The Future of Genetic Engineering with Harvard Geneticist George Church and Adult Stem Cell Research Professional James Sherley, M.D., Ph.D.
Please be our guest Monday July 30, 5:45PM, for our first ever summer Roundtable on Science and Religion where we are bringing back Harvard Geneticist George Church. Together with American Scientific Affiliation Fellows* who have gathered for their annual meetings, we will enjoy the beautifulTupper Manor on the Atlantic Ocean at the Wylie Inn & Conference Center of Endicott College in Beverly, Massachusetts.
A reminder of whom we’re featuring, George Church: Professor of Genetics at Harvard Medical School, George is a founding member of the Wyss Institute, and director of PersonalGenomes.org, the world’s only open-access information on human genomic, environmental, and trait data. Known for pioneering the fields of personal genomics and synthetic biology, George developed the first methods for the first genome sequence and dramatic cost reductions since then (down from $3 billion to $600), contributing to nearly all “next generation sequencing” methods and companies. His team invented CRISPR for human stem cell genome editing and other synthetic biology technologies and applications — including new ways to create organs for transplantation, gene therapies for aging reversal, and gene drives to eliminate Lyme disease and malaria. As director of IARPA & NIH BRAIN Projects and National Institutes of Health Center for Excellence in Genomic Science, George has coauthored 450 papers, 105 patents, and one book, Regenesis: How Synthetic Biology Will Reinvent Nature and Ourselves. His honors include Franklin Bower Laureate for Achievement in Science, the Time 100, and election to the National Academies of Sciences and Engineering.

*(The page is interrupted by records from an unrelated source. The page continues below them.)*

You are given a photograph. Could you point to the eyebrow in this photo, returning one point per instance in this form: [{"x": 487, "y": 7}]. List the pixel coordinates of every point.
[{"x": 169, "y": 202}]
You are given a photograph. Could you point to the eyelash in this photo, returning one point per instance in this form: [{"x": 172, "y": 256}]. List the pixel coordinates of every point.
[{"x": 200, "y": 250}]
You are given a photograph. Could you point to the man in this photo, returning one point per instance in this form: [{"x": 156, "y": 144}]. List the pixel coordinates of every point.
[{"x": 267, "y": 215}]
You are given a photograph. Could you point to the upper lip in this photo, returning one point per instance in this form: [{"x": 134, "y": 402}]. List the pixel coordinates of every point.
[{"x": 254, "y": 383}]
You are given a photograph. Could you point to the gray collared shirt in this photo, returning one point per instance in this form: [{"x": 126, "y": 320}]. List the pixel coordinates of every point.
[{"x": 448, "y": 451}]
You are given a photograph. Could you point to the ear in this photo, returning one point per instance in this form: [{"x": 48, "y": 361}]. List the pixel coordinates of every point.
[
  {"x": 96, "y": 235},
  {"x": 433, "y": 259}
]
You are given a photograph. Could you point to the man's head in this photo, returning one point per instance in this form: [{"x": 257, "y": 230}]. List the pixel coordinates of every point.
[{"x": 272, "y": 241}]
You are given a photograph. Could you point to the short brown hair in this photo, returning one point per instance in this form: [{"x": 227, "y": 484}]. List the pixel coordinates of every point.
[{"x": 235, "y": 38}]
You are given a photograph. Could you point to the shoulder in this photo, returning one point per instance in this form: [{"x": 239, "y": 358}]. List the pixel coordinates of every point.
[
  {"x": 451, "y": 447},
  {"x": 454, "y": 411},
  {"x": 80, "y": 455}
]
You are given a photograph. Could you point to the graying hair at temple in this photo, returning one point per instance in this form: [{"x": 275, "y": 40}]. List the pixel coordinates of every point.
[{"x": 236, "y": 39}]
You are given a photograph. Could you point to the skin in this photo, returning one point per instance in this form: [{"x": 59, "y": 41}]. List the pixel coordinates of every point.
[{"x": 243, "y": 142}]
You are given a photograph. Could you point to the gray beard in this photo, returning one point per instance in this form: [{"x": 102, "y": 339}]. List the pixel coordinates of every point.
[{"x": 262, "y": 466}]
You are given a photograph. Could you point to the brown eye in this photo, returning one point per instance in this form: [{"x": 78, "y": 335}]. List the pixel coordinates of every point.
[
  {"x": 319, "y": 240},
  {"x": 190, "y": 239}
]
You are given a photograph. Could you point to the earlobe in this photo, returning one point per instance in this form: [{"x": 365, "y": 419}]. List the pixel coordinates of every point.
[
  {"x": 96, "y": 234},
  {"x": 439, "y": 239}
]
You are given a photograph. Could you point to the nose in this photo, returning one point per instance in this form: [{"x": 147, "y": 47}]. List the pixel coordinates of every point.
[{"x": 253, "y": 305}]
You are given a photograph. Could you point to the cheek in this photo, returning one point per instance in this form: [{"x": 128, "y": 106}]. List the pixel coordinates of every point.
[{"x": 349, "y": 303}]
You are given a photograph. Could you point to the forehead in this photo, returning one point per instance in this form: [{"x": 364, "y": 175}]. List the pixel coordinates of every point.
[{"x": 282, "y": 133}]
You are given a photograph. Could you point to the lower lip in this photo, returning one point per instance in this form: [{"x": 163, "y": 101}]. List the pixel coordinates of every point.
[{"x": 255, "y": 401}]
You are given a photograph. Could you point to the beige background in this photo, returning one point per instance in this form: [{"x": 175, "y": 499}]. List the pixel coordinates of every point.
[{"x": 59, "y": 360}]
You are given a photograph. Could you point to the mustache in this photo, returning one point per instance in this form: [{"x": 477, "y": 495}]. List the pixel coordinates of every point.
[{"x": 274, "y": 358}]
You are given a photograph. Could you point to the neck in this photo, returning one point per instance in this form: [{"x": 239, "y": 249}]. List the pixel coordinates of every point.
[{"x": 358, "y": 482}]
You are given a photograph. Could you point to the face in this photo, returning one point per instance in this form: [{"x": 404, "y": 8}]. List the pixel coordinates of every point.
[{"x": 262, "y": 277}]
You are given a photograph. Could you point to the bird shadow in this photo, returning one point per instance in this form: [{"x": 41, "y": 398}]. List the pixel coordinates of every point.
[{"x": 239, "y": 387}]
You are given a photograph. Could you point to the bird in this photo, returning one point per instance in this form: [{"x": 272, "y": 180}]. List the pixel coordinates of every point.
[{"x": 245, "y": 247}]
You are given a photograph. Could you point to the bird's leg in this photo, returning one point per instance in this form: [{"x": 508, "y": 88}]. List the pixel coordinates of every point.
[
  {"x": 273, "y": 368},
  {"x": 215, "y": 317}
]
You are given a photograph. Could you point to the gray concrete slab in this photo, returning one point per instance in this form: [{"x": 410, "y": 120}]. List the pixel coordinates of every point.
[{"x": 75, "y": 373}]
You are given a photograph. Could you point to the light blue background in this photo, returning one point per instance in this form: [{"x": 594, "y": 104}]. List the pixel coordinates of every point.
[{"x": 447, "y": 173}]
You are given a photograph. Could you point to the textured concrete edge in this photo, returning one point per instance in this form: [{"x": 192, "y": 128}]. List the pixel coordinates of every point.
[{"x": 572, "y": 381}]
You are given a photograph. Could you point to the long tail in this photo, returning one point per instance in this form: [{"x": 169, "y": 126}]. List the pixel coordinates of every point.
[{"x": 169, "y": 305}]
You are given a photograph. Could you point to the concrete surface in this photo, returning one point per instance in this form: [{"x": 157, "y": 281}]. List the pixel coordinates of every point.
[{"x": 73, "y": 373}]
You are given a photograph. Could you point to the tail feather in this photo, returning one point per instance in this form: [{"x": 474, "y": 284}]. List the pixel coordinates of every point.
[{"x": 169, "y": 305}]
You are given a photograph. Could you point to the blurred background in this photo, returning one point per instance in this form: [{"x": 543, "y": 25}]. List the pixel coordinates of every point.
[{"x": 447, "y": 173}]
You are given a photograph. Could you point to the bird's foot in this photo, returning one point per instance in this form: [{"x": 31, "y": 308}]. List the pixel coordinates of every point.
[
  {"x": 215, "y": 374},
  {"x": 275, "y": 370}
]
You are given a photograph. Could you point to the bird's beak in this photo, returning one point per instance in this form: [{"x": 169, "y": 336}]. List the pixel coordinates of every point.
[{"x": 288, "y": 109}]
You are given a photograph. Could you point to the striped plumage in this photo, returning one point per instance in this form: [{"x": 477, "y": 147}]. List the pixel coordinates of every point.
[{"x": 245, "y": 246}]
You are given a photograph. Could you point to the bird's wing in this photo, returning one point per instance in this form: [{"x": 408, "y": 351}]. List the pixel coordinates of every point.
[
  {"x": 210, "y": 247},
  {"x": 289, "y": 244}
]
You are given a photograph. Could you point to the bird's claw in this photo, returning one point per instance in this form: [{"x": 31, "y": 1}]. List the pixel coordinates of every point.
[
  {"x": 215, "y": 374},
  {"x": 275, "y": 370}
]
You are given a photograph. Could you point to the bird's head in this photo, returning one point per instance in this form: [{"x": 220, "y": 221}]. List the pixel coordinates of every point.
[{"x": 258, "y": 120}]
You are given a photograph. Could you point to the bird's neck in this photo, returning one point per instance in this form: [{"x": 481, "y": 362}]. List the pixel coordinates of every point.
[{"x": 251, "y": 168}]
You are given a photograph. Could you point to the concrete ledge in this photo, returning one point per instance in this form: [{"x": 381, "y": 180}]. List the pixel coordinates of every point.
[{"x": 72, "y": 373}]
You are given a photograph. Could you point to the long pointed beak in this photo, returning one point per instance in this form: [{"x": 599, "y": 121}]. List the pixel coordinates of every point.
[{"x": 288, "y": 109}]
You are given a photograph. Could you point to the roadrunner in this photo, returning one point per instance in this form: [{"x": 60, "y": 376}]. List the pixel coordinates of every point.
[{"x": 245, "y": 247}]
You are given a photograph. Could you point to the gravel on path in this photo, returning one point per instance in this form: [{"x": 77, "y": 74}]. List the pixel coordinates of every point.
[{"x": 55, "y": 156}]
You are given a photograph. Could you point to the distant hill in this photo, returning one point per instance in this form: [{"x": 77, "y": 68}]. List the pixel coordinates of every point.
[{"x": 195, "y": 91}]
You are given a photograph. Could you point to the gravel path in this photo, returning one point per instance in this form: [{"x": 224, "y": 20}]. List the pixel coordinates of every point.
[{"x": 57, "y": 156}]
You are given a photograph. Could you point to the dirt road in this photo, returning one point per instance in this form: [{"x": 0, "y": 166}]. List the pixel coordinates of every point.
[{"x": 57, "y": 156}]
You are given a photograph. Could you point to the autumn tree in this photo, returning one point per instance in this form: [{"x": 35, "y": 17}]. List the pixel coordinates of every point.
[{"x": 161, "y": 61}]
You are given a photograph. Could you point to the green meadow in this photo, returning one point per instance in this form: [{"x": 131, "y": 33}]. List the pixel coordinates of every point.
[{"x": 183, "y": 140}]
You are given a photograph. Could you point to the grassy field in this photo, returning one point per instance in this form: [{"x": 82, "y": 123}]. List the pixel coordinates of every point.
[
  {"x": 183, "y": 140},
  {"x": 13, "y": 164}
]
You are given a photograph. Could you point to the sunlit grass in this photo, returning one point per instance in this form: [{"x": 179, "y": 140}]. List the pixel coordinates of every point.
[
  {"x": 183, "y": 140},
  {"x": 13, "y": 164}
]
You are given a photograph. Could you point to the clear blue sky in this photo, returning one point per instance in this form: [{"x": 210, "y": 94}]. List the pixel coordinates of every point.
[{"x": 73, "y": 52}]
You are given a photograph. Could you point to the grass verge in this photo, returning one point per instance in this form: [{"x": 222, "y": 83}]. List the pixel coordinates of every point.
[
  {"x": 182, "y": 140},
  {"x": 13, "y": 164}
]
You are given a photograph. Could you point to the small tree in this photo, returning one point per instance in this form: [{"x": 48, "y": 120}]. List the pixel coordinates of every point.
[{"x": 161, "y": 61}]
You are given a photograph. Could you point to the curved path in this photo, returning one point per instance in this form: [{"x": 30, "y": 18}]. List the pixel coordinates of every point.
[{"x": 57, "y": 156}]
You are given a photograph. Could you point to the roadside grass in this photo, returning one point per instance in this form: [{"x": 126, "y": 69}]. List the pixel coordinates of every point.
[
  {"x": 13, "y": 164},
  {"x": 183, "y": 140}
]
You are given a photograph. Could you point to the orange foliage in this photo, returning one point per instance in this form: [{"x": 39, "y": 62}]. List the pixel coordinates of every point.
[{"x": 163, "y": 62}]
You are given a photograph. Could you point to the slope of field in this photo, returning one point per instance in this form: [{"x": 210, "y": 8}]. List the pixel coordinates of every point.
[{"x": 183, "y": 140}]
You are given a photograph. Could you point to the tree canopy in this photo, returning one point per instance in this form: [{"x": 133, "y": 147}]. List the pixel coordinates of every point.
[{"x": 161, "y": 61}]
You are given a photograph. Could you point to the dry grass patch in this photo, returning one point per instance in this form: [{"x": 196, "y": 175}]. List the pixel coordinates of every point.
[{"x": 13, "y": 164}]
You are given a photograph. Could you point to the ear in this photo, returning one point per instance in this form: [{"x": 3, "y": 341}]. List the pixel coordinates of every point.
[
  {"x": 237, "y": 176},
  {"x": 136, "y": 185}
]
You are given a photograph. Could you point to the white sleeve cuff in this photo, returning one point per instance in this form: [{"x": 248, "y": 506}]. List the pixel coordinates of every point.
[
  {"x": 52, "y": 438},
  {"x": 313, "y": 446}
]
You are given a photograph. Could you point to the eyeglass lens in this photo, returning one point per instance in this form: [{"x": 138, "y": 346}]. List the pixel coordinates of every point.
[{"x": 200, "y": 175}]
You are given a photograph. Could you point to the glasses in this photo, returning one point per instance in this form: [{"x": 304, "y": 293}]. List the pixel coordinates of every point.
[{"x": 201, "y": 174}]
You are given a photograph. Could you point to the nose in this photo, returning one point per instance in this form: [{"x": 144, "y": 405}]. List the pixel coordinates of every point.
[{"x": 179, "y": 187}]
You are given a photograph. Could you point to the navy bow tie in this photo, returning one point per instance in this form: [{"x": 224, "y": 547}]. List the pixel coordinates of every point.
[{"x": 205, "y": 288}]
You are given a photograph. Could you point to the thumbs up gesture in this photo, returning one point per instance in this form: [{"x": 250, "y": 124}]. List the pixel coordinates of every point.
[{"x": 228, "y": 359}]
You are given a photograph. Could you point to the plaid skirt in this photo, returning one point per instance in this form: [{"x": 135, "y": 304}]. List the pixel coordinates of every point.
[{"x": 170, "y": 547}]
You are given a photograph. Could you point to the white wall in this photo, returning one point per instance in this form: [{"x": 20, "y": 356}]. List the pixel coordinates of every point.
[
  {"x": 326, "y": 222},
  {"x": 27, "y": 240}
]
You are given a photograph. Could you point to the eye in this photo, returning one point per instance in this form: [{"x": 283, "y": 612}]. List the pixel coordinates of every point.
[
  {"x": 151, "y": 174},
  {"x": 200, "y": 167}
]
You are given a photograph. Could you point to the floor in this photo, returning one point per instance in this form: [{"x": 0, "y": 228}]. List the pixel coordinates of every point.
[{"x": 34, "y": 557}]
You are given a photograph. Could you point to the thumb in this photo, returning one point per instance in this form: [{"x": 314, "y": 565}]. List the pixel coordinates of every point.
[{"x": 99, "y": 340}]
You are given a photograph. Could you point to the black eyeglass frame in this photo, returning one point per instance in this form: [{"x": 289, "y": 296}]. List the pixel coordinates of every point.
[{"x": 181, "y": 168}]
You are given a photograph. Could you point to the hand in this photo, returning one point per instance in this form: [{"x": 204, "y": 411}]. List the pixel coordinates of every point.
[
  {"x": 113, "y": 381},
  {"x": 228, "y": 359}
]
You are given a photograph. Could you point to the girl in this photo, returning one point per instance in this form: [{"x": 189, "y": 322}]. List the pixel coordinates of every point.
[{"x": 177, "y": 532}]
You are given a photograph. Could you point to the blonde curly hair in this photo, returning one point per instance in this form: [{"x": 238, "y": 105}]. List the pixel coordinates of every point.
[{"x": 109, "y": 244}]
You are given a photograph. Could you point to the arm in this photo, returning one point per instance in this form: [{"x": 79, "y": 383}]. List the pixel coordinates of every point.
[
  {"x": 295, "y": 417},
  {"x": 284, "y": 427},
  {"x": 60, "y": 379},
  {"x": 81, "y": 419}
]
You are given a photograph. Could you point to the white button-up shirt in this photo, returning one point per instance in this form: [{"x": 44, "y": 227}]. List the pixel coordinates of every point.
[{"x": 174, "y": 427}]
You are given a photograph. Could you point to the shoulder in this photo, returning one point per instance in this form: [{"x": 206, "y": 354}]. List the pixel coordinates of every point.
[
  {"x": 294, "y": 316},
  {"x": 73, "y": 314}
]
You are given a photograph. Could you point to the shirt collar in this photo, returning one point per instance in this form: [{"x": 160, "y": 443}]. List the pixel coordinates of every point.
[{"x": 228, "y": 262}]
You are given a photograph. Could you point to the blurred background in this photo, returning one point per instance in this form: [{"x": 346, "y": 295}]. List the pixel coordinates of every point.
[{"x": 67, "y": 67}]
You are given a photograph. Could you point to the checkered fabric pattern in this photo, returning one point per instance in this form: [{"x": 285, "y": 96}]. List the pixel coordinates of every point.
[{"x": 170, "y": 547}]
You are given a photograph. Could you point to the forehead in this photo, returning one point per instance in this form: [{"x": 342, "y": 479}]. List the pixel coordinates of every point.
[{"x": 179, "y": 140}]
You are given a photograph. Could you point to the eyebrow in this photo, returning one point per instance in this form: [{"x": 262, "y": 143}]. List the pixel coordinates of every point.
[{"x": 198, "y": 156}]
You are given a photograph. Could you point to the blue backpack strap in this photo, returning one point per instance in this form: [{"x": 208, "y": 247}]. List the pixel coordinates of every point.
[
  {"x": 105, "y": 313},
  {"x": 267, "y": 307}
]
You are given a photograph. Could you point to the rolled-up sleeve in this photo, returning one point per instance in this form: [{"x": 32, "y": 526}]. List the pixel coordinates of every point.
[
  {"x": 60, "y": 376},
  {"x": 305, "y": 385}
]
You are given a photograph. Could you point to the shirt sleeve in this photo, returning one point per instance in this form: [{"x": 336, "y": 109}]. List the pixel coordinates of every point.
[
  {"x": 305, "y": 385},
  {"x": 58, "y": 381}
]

*What is the ASA? From ASA3.org, as an “international network of Christians in the sciences, ASA is not an advocacy organization. Where there is honest disagreement on an aspect of science, Christian faith, or the relationship between the two, the ASA strives to create a safe environment in which dialogue can flourish and diverse, even contrasting, ideas can be discussed with courtesy and respect.”
Who, for example, is an ASA Fellow? MIT Biological Engineering Professor Douglas Lauffenburger is an ASA Fellow! Doug has published more than 300 peer-reviewed journal articles, and has served as President of the Biomedical Engineering Society and Chair of the College of Fellows of the American Institute of Medical & Biological Engineering.